On a technical note, the Fragment
trait exposes an apply method, which will apply the fragments method block onto the DomBuilder
for the element the fragment is inserted into.
There is also a handy macro, fragment!
, which allows us to declare fragments essentially how we would use the html!
macro, but without the tag name.
For instance, if we are making a list component, we need to let the user provide the content of our list:
fn list(children: impl Fragment) -> Dom {
html!("ul", {
.fragment(&children)
})
}
We can now use our list like this:
fn use_my_list() -> Dom {
list(fragment!({
.text("Hello, world!")
.child(html!("span", { .text("A static child ")}))
.child_signal(always(true).map(|_| Some(html!("span", { .text("Dynamic child")}))))
.children([ html!("span", {.text("List of children")})])
.children_signal_vec(futures_signals::signal_vec::always(vec![0,1]).map(|idx| html!("span", { .text(format!("Dynamic children #{}", idx).as_str())})))
}))
}
Observe how we are free to implement our fragment in any way we wish, i.e. use both static, dynamic or a combination of these children. However, the implementation of the component gets to chose where and when we insert that group of children into its DOM tree!
Since fragments are essentially implemented as a factory closure, we can even apply them several times. This is handy if we need to redraw the containing element for some reason!

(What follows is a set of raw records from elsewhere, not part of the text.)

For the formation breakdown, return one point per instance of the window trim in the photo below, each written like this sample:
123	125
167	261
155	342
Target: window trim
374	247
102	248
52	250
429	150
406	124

fn redraw_with_children(children: impl Fragment + 'static) -> Dom {
html!("ul", {
.child_signal(always(true).map(move |_| Some(html!("li", {
.fragment(&children)
}))))
})
}
BoxFragment
If you need to store the fragment in a struct, we have to use BoxFragment
and box_fragment!
instead:
struct MyComponent {
fragments: BoxFragment,
}
impl MyComponent {
pub fn render(&self) -> Dom {
html!("div", {
.fragment(&self.fragments)
})
}
}
let my_cmp = MyComponent {
fragments: box_fragment!({ .text("hi there!")}),
};
append_dom(&body(), my_cmp.render());
Moving into fragments
If you are returning a fragment from a function, you will have to capture any state it references with move
:
fn move_fragment() -> impl Fragment {
let value = Mutable::new(42);
fragment!(move { .text_signal(value.signal().map(|v| format!("{}", v)))})
}
The returned fragment will here own the value in its closure, and is as such free to be passed around as a value.